Mais attention : ce comportementalisme n’est pas une soumission aveuglante. Il est stratégique. Les auditeurs savent pertinemment que ces artistes sont produits par des machines, mais ils y trouvent une résistance symbolique à l’uniformisation. Le fait que Jul, Gims et Ninho soient tous les trois issus de milieux modestes et aient connu une ascension fulgurante via les réseaux sociaux en fait des héros ordinaires dans un pays où la mobilité sociale est devenue un mythe. Leur succès est le reflet d’une crise de légitimité des élites traditionnelles (politiques, médiatiques, intellectuelles).
1. Jul : Le Fantôme du Passé qui Ne Passe Pas
Jul est le seul artiste de ce trio à avoir émergé avant l’ère des réseaux sociaux. Son retour en force en 2025 n’est pas un hasard : il incarne la nostalgie des années 2010, une décennie perçue rétrospectivement comme un âge d’or de la culture populaire française, avant l’effondrement économique de 2020 et l’avènement de l’IA. Ses tubes, réédités en versions « remasterisées » ou « live », deviennent des objets transitionnels pour une génération qui a grandi dans l’incertitude.

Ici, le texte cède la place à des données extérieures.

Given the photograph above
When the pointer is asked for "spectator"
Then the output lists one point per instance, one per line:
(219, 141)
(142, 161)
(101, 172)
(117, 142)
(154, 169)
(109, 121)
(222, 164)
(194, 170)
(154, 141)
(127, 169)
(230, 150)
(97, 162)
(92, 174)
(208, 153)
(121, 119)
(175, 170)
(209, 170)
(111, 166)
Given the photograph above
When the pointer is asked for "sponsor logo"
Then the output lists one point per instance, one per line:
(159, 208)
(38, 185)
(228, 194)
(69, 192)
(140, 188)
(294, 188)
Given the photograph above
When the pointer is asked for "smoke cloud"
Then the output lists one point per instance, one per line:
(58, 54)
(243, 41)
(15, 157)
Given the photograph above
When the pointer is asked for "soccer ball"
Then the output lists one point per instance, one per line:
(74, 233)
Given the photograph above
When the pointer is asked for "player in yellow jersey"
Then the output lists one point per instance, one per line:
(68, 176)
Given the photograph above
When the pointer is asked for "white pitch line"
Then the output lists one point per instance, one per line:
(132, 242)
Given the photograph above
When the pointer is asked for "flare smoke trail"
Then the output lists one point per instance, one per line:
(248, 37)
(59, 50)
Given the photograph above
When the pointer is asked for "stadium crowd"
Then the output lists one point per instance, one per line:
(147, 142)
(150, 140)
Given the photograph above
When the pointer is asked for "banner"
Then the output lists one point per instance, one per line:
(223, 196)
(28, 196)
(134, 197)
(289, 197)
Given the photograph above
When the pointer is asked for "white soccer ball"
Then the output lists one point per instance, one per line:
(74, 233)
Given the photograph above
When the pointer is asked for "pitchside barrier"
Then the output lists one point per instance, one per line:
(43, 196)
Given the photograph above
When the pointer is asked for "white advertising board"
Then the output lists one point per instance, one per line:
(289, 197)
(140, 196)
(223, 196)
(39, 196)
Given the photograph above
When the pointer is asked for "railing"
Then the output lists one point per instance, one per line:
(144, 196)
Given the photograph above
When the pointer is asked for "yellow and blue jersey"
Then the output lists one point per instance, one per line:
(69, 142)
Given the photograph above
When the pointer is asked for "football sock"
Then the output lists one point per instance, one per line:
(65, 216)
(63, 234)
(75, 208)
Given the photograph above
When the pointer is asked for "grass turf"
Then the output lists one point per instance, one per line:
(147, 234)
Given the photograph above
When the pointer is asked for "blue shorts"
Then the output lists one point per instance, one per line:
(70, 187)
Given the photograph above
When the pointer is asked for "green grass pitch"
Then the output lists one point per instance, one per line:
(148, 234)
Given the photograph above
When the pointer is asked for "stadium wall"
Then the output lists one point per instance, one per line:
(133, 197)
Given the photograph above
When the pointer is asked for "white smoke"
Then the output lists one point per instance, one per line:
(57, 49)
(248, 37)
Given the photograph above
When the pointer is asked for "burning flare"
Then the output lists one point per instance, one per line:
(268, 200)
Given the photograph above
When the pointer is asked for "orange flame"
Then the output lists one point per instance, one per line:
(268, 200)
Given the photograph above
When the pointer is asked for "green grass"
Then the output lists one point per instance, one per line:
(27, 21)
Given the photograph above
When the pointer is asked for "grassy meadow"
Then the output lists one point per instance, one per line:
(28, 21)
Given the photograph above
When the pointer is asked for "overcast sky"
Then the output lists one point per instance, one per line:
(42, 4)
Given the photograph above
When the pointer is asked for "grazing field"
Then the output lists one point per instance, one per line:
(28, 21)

Concept clé : La Nostalgie comme Mécanisme de Défense
La nostalgie n’est pas seulement un retour en arrière : c’est une stratégie de survie psychique dans un présent perçu comme chaotique. Écouter Jul, c’est comme regarder une vieille photo de famille : cela donne l’illusion d’une continuité alors que tout autour s’effondre. Les plateformes exploitent cette nostalgie en curatant des playlists thématiques (« Les tubes qui ont sauvé les années 2010 », « La BO de votre adolescence »), transformant ainsi la mélancolie en produit consommable.
Jul est aussi un marqueur temporel. Son succès en 2025 montre que la société française refuse de tourner la page. Les années 2020 ont été marquées par des crises successives (sanitaire, écologique, sociale), et Jul représente une époque où l’on croyait encore au progrès linéaire. Ses textes, souvent légers, deviennent des ancres émotionnelles dans un monde où tout semble accéléré.

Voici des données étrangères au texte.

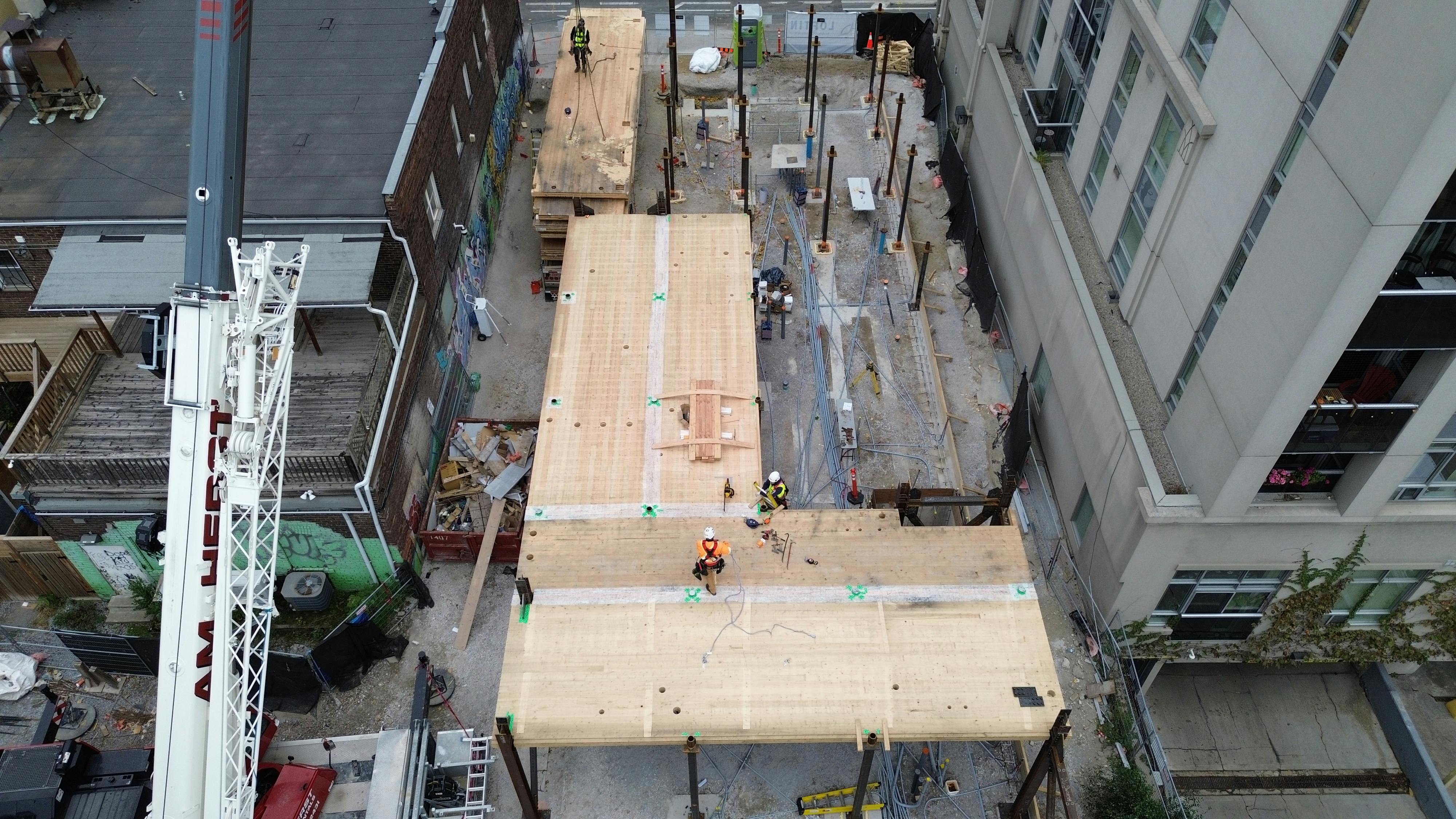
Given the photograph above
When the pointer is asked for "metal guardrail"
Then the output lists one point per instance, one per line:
(151, 471)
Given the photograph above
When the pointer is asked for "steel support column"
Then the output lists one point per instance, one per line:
(513, 765)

2. Gims : Le Moi Néolibéral en Apesanteur
Gims est l’artiste qui incarne le mieux les contradictions de notre époque. Son rap, centré sur le « je » et la quête de reconnaissance, est à la fois le symptôme et le remède d’une société où l’individualisme est devenu la seule idéologie viable. En 2025, alors que les mouvements collectifs (Gilets Jaunes, climat) s’essoufflent, Gims propose une philosophie de l’auto-entrepreneuriat émotionnel.
Concept clé : L’Individualisme comme Religion Séculière
Gims ne chante pas seulement l’amour ou la réussite : il ritualise l’individualisme. Ses textes sont des manifestes néolibéraux déguisés en poésie. « Je suis comme je suis » n’est pas une affirmation d’authenticité, mais une incitation à l’acceptation des règles du marché. Dans un monde où le travail précaire et les algorithmes dictent nos vies, Gims offre une illusion de contrôle : si vous êtes écouté, c’est que vous méritez de l’être. Son succès est donc à la fois complice et subversif du système qu’il ne remettra jamais en cause.
Gims est aussi un produit de la plateforme. Son style, à la fois accessible et sophistiqué, est conçu pour maximiser l’engagement : des hooks accrocheurs, des refrains répétitifs, des collaborations avec des artistes internationaux. Il est l’archétype de l’artiste-algorithme, un être à la fois humain et machine, dont la créativité est en partie générée par les données d’écoute de ses fans. En ce sens, il préfigure ce que pourrait être la musique en 2030, lorsque l’IA aura totalement pris le relais.